Early in the morning, my nephew Jon was in the kitchen with my sister, and they were looking for a date on the calendar to mark for a birthday party he wished to attend.  My nephew pointed to May 14th and said "Hey, it's Mother's Day".  And he came out to the living room and stood in front of the built in cabinets (it's called "the shrine" and I'll tell you about that later….) and wished his mother's ashes a "Happy Mother's Day".

His first Mother's Day without his Mom.

It was a sweet and touching moment.  But strangely funny, too. 


Crickets

I wanted to post an entry before heading out of town.  But, despite the fact that I have something like 70 entries in various stages of creation, I really don't have anything to say.

I KNOW!! It's hard to believe it.  I almost can't believe it myself.  But it's true.

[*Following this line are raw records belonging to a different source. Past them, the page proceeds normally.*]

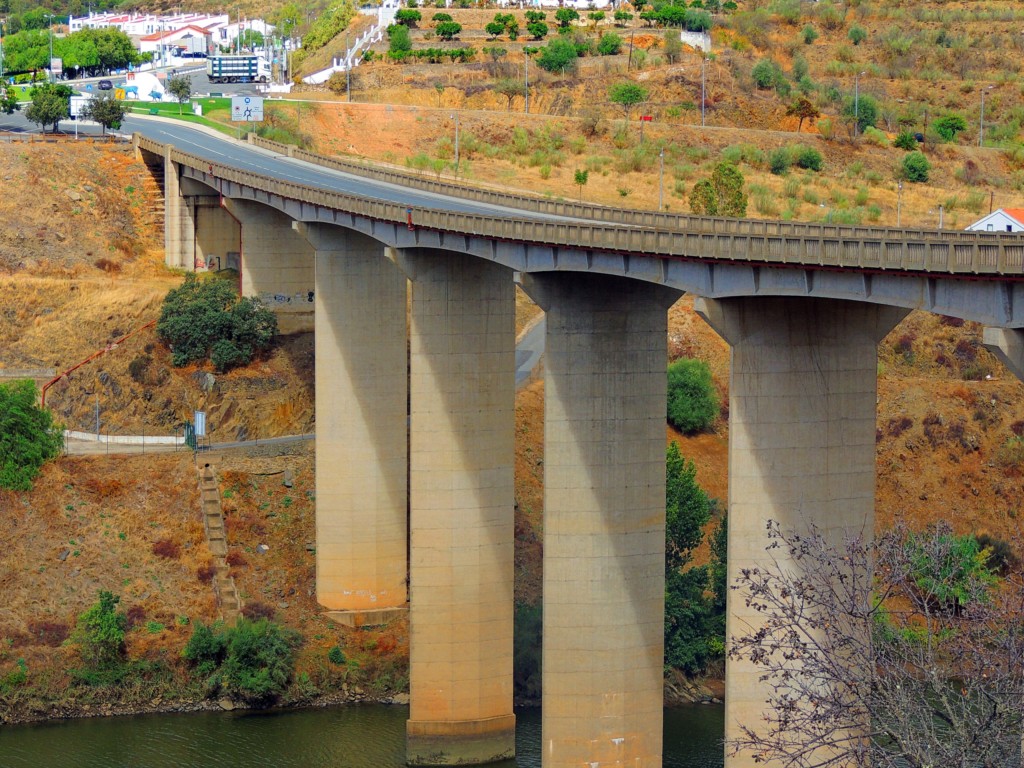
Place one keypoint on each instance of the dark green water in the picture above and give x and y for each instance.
(338, 737)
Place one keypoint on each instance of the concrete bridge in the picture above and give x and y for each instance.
(336, 246)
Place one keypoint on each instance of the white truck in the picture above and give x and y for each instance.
(240, 69)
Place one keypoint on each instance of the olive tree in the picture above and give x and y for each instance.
(179, 86)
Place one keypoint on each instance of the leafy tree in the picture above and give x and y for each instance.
(766, 74)
(692, 398)
(865, 664)
(50, 104)
(179, 86)
(803, 109)
(580, 178)
(448, 30)
(694, 622)
(627, 95)
(905, 140)
(949, 125)
(857, 34)
(206, 318)
(100, 633)
(408, 16)
(673, 46)
(565, 16)
(609, 44)
(510, 88)
(728, 183)
(558, 55)
(860, 111)
(538, 30)
(105, 110)
(915, 167)
(28, 435)
(8, 101)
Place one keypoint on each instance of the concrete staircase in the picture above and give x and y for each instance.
(213, 522)
(153, 187)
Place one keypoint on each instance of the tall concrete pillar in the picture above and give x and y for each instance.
(462, 379)
(361, 398)
(276, 263)
(179, 225)
(605, 358)
(802, 406)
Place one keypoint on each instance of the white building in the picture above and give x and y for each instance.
(1003, 220)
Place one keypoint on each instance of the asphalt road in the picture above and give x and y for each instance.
(255, 160)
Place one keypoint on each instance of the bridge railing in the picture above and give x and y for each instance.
(609, 214)
(865, 248)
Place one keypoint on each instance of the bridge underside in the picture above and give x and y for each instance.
(428, 522)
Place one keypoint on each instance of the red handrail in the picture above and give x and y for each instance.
(104, 350)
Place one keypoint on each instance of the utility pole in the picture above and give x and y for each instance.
(660, 180)
(704, 89)
(455, 117)
(526, 61)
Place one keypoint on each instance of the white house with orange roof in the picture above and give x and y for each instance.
(1003, 220)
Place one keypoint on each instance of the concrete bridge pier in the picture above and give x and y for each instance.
(276, 263)
(802, 420)
(361, 400)
(603, 518)
(462, 380)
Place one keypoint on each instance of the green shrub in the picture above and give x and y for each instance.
(206, 648)
(779, 161)
(808, 158)
(873, 136)
(558, 55)
(609, 44)
(253, 660)
(28, 435)
(915, 167)
(692, 398)
(206, 318)
(100, 633)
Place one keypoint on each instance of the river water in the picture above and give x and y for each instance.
(369, 736)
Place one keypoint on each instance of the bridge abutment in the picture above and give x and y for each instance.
(361, 449)
(603, 518)
(462, 381)
(276, 263)
(802, 420)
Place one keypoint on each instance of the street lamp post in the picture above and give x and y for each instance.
(660, 180)
(899, 201)
(981, 120)
(856, 102)
(455, 117)
(49, 24)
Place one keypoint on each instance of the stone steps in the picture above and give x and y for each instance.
(216, 539)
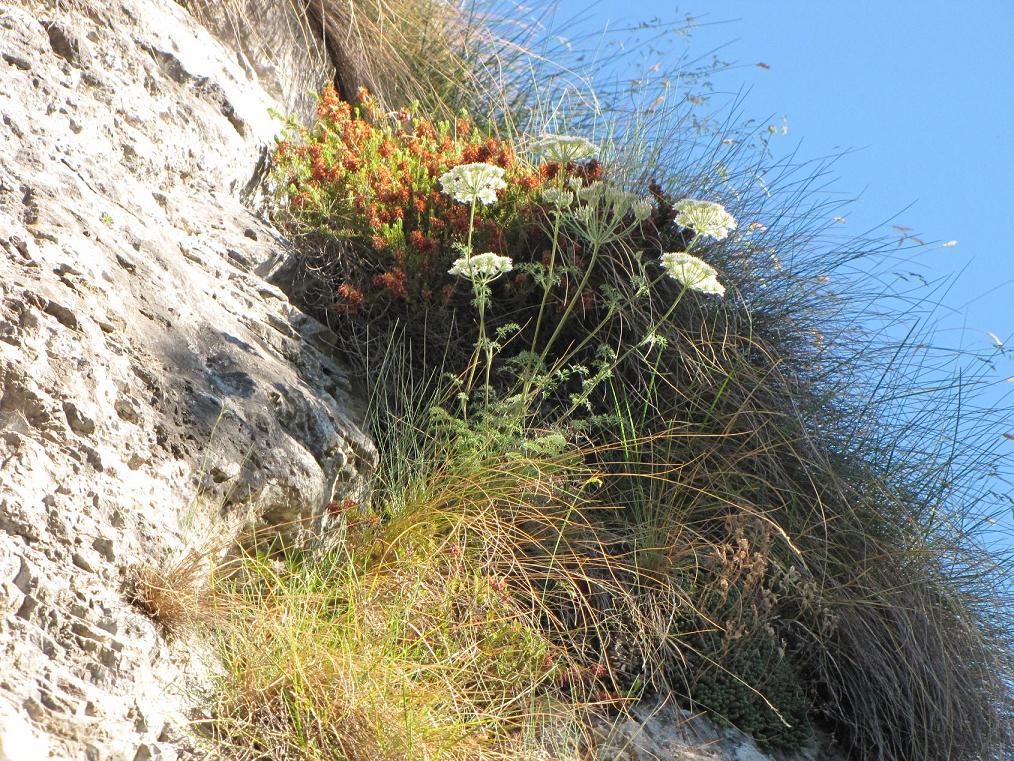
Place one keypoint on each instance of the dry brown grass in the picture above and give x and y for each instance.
(171, 594)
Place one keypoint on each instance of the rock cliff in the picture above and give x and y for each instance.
(157, 391)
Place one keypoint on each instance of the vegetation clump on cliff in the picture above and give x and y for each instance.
(624, 417)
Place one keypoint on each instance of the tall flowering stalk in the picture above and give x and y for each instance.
(474, 184)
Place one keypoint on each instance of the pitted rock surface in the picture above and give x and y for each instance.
(155, 386)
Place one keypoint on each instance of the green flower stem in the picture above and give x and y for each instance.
(620, 359)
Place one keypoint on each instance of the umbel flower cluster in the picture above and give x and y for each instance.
(692, 272)
(482, 267)
(417, 198)
(469, 183)
(705, 218)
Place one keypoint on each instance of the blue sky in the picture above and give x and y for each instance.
(923, 92)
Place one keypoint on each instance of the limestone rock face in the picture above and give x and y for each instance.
(664, 733)
(155, 386)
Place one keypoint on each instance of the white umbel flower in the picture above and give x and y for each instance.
(564, 148)
(474, 182)
(482, 267)
(693, 272)
(705, 217)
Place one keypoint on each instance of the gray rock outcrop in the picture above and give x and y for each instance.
(157, 391)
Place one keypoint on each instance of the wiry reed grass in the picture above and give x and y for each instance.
(783, 523)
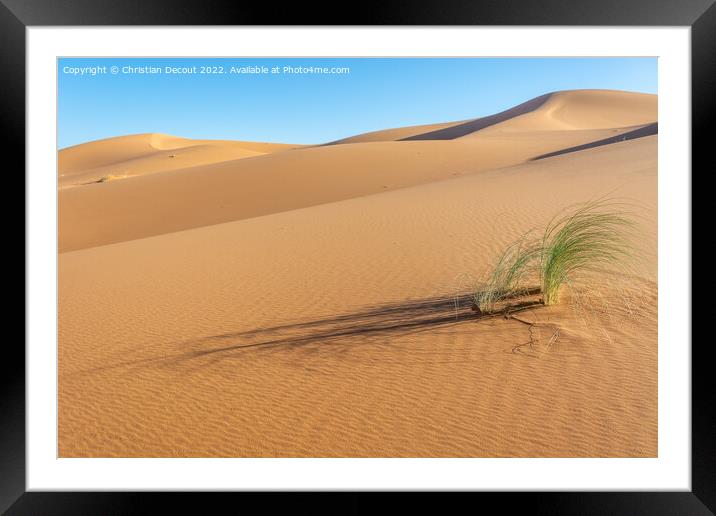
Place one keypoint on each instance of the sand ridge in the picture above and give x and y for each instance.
(226, 182)
(316, 316)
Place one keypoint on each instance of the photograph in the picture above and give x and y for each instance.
(357, 257)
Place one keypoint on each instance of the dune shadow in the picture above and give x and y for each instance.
(641, 132)
(471, 126)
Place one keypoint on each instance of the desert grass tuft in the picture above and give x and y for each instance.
(506, 277)
(593, 236)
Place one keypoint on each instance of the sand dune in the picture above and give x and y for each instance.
(331, 331)
(300, 302)
(204, 185)
(129, 156)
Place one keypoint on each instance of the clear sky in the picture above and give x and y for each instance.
(313, 107)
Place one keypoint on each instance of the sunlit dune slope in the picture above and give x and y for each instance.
(332, 330)
(139, 154)
(214, 182)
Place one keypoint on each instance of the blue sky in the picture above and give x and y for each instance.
(315, 108)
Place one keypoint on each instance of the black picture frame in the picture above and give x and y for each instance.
(17, 15)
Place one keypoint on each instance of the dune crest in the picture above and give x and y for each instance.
(172, 184)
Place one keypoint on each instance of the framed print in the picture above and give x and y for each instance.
(439, 250)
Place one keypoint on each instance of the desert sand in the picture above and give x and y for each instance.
(238, 299)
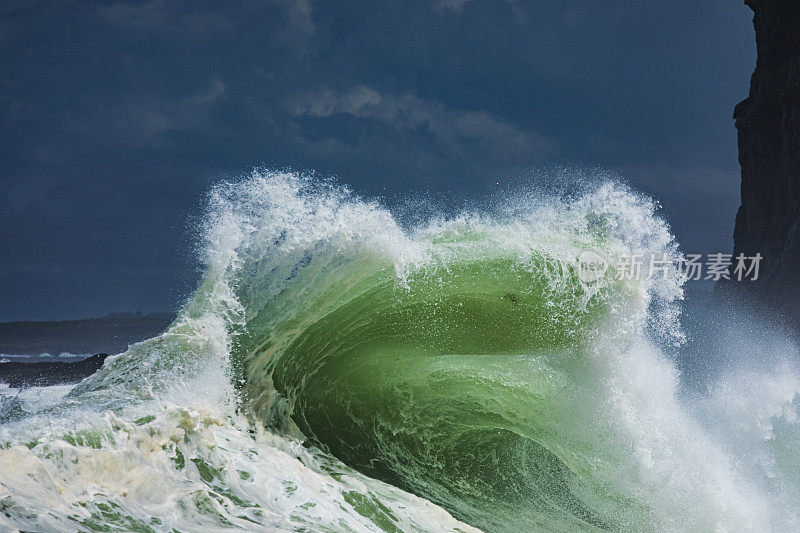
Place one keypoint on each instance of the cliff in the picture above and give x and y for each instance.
(768, 124)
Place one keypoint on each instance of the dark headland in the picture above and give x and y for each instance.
(768, 126)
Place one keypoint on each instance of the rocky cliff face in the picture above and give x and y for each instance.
(768, 124)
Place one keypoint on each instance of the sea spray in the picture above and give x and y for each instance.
(337, 370)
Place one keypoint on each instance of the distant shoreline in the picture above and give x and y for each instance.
(111, 334)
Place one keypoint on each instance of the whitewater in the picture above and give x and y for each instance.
(344, 368)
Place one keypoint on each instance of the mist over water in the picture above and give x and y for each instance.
(338, 370)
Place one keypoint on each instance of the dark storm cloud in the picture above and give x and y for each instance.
(115, 117)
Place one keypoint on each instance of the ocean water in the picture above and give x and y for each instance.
(338, 370)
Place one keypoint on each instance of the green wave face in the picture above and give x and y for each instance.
(465, 377)
(461, 360)
(447, 389)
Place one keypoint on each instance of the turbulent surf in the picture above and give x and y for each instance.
(338, 370)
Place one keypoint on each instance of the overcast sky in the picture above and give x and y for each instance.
(116, 117)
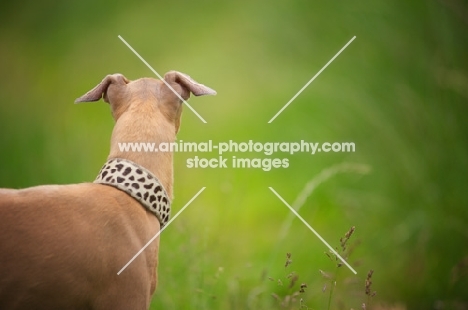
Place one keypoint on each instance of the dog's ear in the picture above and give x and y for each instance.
(100, 90)
(188, 84)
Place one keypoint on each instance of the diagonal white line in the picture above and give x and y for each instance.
(311, 80)
(159, 232)
(313, 230)
(157, 74)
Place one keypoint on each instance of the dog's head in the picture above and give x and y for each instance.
(164, 95)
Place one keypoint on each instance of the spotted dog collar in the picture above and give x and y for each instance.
(139, 183)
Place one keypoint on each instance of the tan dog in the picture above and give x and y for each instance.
(61, 246)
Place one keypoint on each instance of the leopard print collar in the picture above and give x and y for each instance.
(139, 183)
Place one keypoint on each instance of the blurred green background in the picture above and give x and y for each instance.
(399, 92)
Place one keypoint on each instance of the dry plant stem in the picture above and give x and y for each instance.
(308, 189)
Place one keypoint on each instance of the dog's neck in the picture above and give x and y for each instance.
(146, 128)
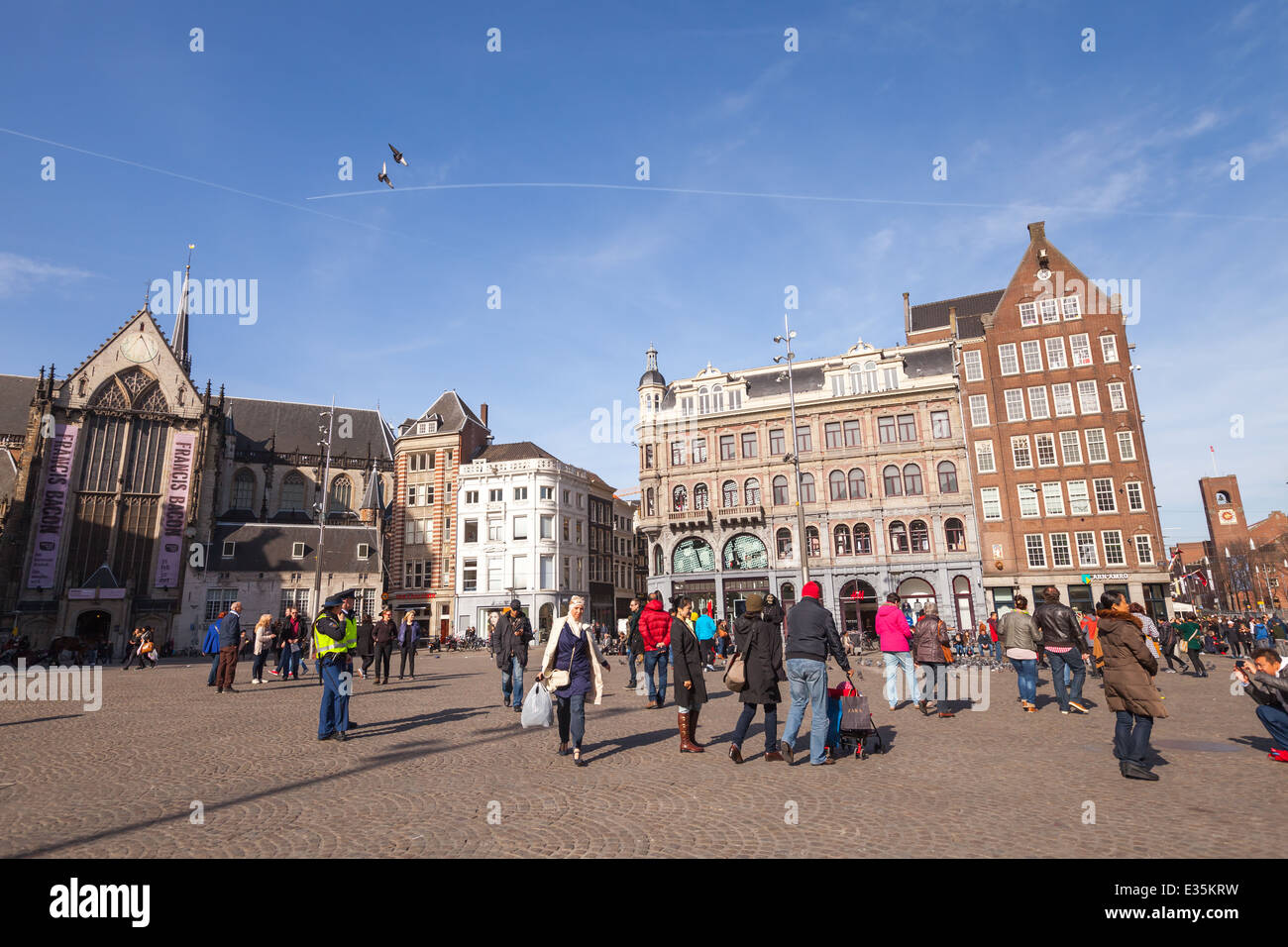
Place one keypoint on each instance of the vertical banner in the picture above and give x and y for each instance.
(174, 512)
(52, 509)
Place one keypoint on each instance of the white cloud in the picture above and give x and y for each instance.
(22, 273)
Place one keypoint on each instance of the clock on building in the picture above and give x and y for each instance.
(140, 348)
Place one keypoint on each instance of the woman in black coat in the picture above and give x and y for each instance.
(761, 646)
(691, 690)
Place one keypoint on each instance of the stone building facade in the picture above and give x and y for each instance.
(884, 484)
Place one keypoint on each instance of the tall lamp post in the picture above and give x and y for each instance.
(320, 508)
(794, 455)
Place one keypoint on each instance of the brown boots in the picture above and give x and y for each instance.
(686, 724)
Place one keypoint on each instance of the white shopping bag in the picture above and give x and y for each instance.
(537, 709)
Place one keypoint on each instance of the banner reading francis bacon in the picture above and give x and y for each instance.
(52, 512)
(174, 514)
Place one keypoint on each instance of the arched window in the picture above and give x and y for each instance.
(858, 484)
(842, 540)
(836, 484)
(947, 476)
(244, 489)
(780, 489)
(894, 483)
(729, 493)
(807, 488)
(292, 491)
(342, 493)
(912, 479)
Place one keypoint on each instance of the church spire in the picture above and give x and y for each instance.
(179, 341)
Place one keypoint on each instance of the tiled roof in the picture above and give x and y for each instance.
(935, 315)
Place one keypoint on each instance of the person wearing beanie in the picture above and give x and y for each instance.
(810, 638)
(761, 647)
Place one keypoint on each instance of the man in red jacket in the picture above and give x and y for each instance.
(656, 631)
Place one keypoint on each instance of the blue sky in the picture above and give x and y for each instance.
(382, 298)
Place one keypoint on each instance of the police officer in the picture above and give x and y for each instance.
(334, 638)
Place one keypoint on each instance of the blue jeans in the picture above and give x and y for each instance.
(1060, 665)
(896, 660)
(334, 715)
(1131, 736)
(511, 682)
(656, 660)
(1276, 723)
(1026, 671)
(807, 682)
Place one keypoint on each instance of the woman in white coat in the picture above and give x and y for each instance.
(574, 667)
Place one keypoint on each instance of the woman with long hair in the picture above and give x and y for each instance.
(263, 644)
(691, 690)
(1129, 669)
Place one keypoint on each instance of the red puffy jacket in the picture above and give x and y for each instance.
(655, 626)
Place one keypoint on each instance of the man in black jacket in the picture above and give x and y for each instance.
(810, 638)
(1065, 644)
(513, 634)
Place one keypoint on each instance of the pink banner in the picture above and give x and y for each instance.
(52, 509)
(174, 513)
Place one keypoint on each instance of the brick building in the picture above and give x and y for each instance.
(1061, 474)
(428, 454)
(884, 483)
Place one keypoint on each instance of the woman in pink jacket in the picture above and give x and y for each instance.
(894, 631)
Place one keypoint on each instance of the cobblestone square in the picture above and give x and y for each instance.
(439, 768)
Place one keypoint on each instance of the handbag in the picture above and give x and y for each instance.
(558, 680)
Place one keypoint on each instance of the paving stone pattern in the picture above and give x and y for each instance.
(434, 758)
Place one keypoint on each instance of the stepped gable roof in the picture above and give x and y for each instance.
(519, 450)
(288, 427)
(16, 393)
(935, 315)
(267, 548)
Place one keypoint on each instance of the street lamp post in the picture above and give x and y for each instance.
(786, 339)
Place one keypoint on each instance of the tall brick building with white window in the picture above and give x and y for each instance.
(1061, 479)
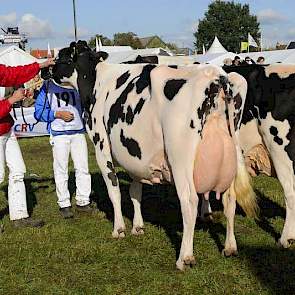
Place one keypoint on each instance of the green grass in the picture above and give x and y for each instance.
(80, 257)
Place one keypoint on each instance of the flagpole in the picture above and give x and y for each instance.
(75, 23)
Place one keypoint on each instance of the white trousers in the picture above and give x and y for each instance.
(62, 147)
(10, 154)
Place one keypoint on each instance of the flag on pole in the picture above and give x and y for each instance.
(96, 45)
(251, 41)
(48, 51)
(100, 44)
(244, 46)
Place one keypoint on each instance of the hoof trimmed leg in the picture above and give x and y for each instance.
(181, 264)
(285, 243)
(229, 252)
(119, 233)
(137, 230)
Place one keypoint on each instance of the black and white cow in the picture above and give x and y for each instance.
(270, 107)
(153, 120)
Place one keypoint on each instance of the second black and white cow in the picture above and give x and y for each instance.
(270, 109)
(161, 125)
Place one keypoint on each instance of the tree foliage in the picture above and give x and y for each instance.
(230, 22)
(104, 40)
(127, 39)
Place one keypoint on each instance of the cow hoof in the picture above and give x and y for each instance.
(190, 261)
(285, 244)
(206, 218)
(229, 252)
(187, 261)
(136, 231)
(118, 234)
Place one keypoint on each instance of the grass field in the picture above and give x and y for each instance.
(79, 256)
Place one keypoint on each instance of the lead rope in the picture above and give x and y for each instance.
(44, 105)
(230, 108)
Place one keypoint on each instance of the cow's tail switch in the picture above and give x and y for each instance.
(241, 188)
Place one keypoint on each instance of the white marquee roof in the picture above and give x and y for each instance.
(216, 47)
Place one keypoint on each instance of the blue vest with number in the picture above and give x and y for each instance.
(63, 98)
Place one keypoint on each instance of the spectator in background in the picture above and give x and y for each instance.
(248, 61)
(61, 107)
(10, 152)
(236, 61)
(260, 60)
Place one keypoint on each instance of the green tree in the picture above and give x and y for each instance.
(127, 39)
(230, 22)
(104, 40)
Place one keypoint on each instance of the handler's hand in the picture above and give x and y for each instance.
(64, 115)
(49, 62)
(17, 95)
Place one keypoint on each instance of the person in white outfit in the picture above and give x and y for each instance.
(60, 106)
(10, 152)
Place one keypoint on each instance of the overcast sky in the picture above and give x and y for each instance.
(173, 20)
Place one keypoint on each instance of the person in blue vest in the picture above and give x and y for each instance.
(60, 106)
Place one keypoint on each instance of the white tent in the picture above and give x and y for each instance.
(118, 57)
(216, 47)
(275, 56)
(14, 56)
(214, 58)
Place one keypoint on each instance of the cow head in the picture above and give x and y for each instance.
(76, 65)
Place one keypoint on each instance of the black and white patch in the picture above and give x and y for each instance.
(172, 87)
(131, 145)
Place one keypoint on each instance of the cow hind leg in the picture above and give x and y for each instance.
(105, 163)
(229, 204)
(189, 207)
(135, 192)
(206, 212)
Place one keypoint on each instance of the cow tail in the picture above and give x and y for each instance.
(241, 188)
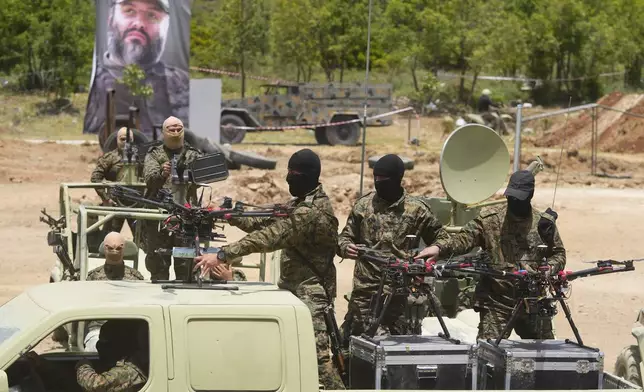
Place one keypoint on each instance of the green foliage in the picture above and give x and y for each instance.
(47, 45)
(133, 77)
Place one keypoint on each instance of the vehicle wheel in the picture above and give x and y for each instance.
(231, 135)
(346, 135)
(627, 365)
(320, 135)
(253, 160)
(110, 142)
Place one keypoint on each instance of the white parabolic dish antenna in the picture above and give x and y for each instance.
(474, 164)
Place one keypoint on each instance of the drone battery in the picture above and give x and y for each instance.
(189, 253)
(538, 364)
(210, 168)
(410, 362)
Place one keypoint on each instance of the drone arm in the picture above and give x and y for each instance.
(600, 270)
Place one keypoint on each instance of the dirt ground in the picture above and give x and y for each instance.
(599, 217)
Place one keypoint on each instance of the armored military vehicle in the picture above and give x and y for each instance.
(306, 105)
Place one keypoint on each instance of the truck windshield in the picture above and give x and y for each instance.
(17, 315)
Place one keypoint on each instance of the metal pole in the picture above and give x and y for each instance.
(517, 140)
(366, 95)
(593, 160)
(409, 128)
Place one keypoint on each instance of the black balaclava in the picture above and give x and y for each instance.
(303, 172)
(519, 193)
(392, 168)
(519, 208)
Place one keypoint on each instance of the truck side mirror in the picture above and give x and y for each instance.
(4, 381)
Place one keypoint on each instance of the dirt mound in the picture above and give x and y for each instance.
(617, 131)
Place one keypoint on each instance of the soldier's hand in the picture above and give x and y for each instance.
(430, 253)
(352, 251)
(165, 169)
(222, 272)
(207, 263)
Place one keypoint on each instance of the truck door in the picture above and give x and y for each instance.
(56, 367)
(235, 348)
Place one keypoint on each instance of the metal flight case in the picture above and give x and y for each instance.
(411, 362)
(538, 364)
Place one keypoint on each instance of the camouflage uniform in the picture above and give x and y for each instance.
(171, 96)
(512, 244)
(114, 272)
(159, 265)
(307, 238)
(106, 272)
(109, 168)
(381, 225)
(123, 377)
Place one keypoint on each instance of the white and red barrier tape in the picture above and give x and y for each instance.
(324, 124)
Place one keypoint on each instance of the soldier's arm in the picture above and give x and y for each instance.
(460, 243)
(349, 234)
(250, 224)
(98, 175)
(119, 378)
(280, 234)
(152, 172)
(239, 275)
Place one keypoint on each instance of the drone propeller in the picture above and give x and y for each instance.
(614, 262)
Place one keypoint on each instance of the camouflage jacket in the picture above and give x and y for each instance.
(379, 225)
(125, 376)
(171, 96)
(307, 237)
(511, 243)
(152, 169)
(108, 168)
(114, 272)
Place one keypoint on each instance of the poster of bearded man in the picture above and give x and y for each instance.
(153, 34)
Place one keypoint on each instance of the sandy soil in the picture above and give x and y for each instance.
(599, 218)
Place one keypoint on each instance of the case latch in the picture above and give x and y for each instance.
(424, 372)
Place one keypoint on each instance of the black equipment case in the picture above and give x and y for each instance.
(538, 364)
(411, 362)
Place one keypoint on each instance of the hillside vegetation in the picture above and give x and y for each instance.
(566, 44)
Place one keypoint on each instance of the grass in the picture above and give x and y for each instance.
(29, 116)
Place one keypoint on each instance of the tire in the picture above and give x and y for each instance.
(627, 365)
(232, 136)
(252, 160)
(345, 135)
(320, 135)
(110, 142)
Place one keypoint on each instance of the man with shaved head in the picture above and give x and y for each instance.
(113, 269)
(157, 172)
(110, 168)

Lamenting this out loud to my brother and sister (who are deeply engaged in the subject of grammer and stuff….no….really….that's what they are talking about….) about not knowing what to write, my sister told me to write about how she hasn't posted in hers in forever.

I go to her site, and I hear crickets.  At least I did, until they died from neglect.

I need to learn how to do RSS feeds so that I'll simply be notified when she posts instead of having to go there and just being disappointed.

So, I guess that's it for today.

Please come back later, I'll do better next time!!


“If you stop right now…”

Liz and Toby (my sister and brother-in-law) have two children, Jesse and Louis. 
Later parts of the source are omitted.